Sikki Handicrafts of Bihar

Origin: Existence of the 100 year old Sikki grass craft is a mystery. Traditionally, it used to be one of the five craft skills that would raise the bride’s demand. As these crafts were an integral element of the dowry from the girl’s side. Considered auspicious by the natives, there’s no ritual in Bihar were it’s not taken into account.  Moosahar tribe’s only festival – Sailesh puja- calls for a wide spectrum of vibrant Sikki products.  Sikki handicrafts display an epitome of rich tradition and culture of Bihar exhibiting fine craftsmanship and scintillating design.

Present Day: Craft Research Institute has played a significant role in encouraging village women to craft Sikki products commercially.  Villagers earn their bread by selling these handicrafts. The complete family is involved in daily weaving of grass to make different items.

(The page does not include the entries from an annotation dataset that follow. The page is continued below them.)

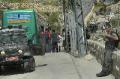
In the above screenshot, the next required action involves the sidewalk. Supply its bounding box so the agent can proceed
[36,53,114,79]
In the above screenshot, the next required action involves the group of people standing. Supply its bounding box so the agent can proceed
[40,28,60,52]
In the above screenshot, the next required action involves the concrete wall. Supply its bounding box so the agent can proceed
[88,40,120,79]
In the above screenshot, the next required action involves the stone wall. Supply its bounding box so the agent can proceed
[88,40,120,79]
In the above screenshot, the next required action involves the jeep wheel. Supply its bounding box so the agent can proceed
[23,58,35,72]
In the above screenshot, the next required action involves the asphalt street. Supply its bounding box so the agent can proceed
[0,53,114,79]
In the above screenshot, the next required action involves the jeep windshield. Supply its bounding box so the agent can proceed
[0,33,27,45]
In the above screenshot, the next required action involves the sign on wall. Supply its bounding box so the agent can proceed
[7,13,32,24]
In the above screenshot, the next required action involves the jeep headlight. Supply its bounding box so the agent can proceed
[18,50,23,54]
[1,51,5,55]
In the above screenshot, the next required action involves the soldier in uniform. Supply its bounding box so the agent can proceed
[96,23,118,77]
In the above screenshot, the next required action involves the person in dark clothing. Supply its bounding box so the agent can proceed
[96,24,118,77]
[52,30,58,52]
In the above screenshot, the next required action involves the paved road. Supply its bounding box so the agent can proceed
[0,53,114,79]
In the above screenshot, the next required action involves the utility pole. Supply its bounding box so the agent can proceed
[71,0,86,56]
[63,0,86,56]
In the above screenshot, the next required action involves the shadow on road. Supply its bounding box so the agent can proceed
[0,67,24,76]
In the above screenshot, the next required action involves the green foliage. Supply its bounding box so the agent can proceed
[0,0,29,3]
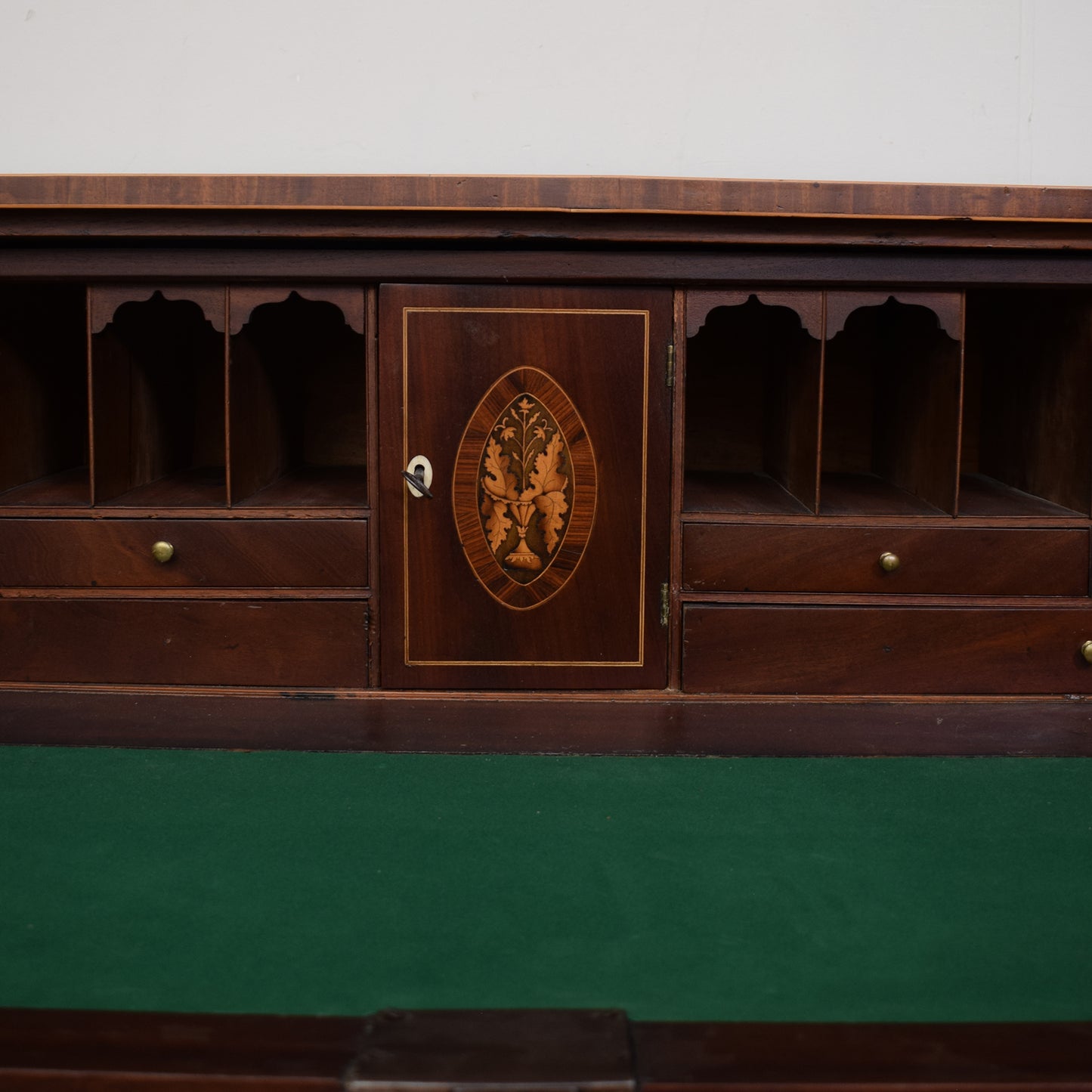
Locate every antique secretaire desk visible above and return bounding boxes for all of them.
[0,176,1092,1083]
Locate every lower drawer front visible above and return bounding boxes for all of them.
[682,523,1089,595]
[0,599,367,687]
[0,520,368,587]
[682,605,1092,694]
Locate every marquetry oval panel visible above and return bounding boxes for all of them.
[451,368,597,611]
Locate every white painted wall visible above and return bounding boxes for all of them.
[0,0,1092,186]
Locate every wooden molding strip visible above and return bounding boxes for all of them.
[0,685,1092,756]
[6,175,1092,223]
[0,1009,1092,1092]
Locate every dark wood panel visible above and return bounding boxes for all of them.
[89,287,227,506]
[633,1022,1092,1092]
[963,292,1092,515]
[0,687,1092,756]
[11,206,1092,252]
[11,246,1092,289]
[0,1009,363,1092]
[0,520,368,587]
[682,604,1092,694]
[682,523,1089,596]
[819,292,963,515]
[685,292,824,512]
[380,286,672,689]
[229,285,368,506]
[0,1009,1092,1092]
[0,599,367,685]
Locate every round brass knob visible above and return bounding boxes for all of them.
[152,542,175,565]
[880,552,902,572]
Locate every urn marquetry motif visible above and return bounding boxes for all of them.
[452,368,596,609]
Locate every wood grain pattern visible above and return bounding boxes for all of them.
[6,246,1092,288]
[0,518,368,589]
[228,285,368,508]
[0,1009,1092,1092]
[0,285,89,505]
[685,292,824,513]
[682,604,1092,694]
[0,175,1092,221]
[0,685,1092,758]
[819,292,962,515]
[963,292,1092,515]
[682,523,1089,596]
[379,286,672,688]
[0,599,367,687]
[89,288,227,506]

Pauthi, woven baskets, are used to exchange wedding gifts, essential items such as boxes, toys, jewelry and murals are still crafted out of this grass. Fascinatingly, this grass is sold on a fistful basis.

Procedure: The golden tinted grass used is a wild seasonal grass and it grows only in marshy areas or land close to water bodies. This is seasonal grass and is harvested during rainy season. There is a local tribe called ‘Amas’ that takes care of harvesting and processing.  Harvesting and processing is done once the grass reaches the adequate height. Then, the grass is cut from base and dried under the sun.

The other two raw materials used in manufacturing Sikki products are Munj and Kharare. Munj is comparatively cheaper and stiffer raw material. Munj is used to give structural strength to Sikki products. For Sikki products, Munj is bent to create the basic structure, and then grass is coiled around it. For colours, Sikki laces are dyed in different dyes. The Munj structure is important to create and start the Sikki product. Then there is a tool called Takua which is a long needle that helps in weaving the Sikki. Choori (knife) and Kaichi (scissors) are used to split the grass.  The craft of Sikki weaving is very traditional and has its roots tied to rituals. These Sikki handicrafts are very lightweight, organic, biodegradable and durable.

It has a huge demand overseas and is exported to over 100 nations, a few of them are U.K, Germany, Netherland, Italy, France and Gulf Countries etc.

Bring Home Sikki Handicrafts: Tourist buy these handicrafts from a lot of local shops as souvenirs and these are also sold in local fairs.